Un propagandista convincente
Las diferentes iniciativas de este hombre, dirigidas a la desinformación más aberrante, consiguieron despertar simpatías entre el mundillo intelectual de Occidente, algunos de ellos autores tan renombrados como Hemingway, Malraux o Aragon. Sin duda, tendría que tratarse de un individuo de oratoria convincente cuando, en los cafés de París, fuera consiguiendo adeptos a su causa, incluso en el ámbito de los medios de comunicación, el universitario (como en el caso de Cambridge) y el del arte audiovisual por antonomasia, en el mismísimo Hollywood. En fin, su habilidad fue tal que logró introducir a un topo dentro del Vaticano.
El libro empieza de forma harto novelesca, cuando en 1940, en un bosque cercano a Grenoble, unos cazadores encuentran el cadáver de Münzenberg, que parecía haber muerte ahorcado, no se sabe si por asesinato por parte del Kremlin o suicidio. Un hombre este que “había vivido y muerto como uno de los poderes invisibles de la Europa del siglo XX”, primero siendo miembro fundador de la Internacional Comunista y dirigente en la estructura del poder marxista-leninista fuera de Rusia, y que se va a mover como pez en el agua en toda una red de conspiraciones y policías secretas.
Trotski vio en él grandes cualidades y trató una gran camaradería con Lenin, en buena parte a su indudable brillantez intelectual, una especie de joven prodigio.

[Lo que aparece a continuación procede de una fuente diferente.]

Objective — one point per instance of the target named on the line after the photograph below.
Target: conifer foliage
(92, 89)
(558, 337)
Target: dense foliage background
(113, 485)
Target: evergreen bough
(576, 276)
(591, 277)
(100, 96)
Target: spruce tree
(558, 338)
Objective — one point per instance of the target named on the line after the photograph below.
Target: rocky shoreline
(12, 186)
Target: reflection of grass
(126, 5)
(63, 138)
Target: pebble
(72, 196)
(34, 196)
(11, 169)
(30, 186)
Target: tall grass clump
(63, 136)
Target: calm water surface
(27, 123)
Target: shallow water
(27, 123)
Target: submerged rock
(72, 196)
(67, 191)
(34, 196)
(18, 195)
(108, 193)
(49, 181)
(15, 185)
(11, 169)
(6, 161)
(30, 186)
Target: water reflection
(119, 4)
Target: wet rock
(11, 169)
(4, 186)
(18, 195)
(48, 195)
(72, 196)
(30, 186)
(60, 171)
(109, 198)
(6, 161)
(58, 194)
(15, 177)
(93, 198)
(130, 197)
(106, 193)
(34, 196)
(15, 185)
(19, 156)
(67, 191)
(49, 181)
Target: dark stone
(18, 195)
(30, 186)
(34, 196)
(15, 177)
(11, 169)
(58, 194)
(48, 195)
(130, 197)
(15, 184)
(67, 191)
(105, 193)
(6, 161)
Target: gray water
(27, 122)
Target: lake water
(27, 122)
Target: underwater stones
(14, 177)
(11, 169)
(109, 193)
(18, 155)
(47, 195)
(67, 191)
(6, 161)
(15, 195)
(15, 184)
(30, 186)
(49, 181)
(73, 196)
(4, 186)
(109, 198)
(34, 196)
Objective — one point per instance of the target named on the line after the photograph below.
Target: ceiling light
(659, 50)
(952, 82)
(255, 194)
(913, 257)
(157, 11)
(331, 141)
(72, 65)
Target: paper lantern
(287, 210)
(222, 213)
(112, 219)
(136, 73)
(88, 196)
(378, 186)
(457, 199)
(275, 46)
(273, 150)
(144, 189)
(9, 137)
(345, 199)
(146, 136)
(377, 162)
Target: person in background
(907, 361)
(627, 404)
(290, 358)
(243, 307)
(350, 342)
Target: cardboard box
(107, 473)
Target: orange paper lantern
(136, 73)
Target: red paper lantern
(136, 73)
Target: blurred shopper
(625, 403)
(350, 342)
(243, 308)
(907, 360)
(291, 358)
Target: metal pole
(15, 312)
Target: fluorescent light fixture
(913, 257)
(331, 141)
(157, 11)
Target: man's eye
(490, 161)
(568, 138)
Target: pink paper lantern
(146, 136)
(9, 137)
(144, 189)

No en vano, desde “su temprana adolescencia, había suministrado a toda clase de grupos revolucionarios redes clandestinas: sistemas secretos para transmitir información, blanquear dinero, falsificar pasaportes y pasar gente por fronteras muy vigiladas como por arte de magia”. Lo inquietante para Koch, cuando su libro vio la luz en Estados Unidos, fue ver las suspicacias que generó por parte de los intelectuales estadounidenses. Quedó así asombrado de la "histeria partidista" que surgió de repente, tanto por el lado de la izquierda como de la derecha. Pero si hay que abordar los partidismos en este contexto, valga este dato: en la década de 1990, el periódico francés Le Monde citó el nazismo 480 veces y el estalinismo tan solo siete.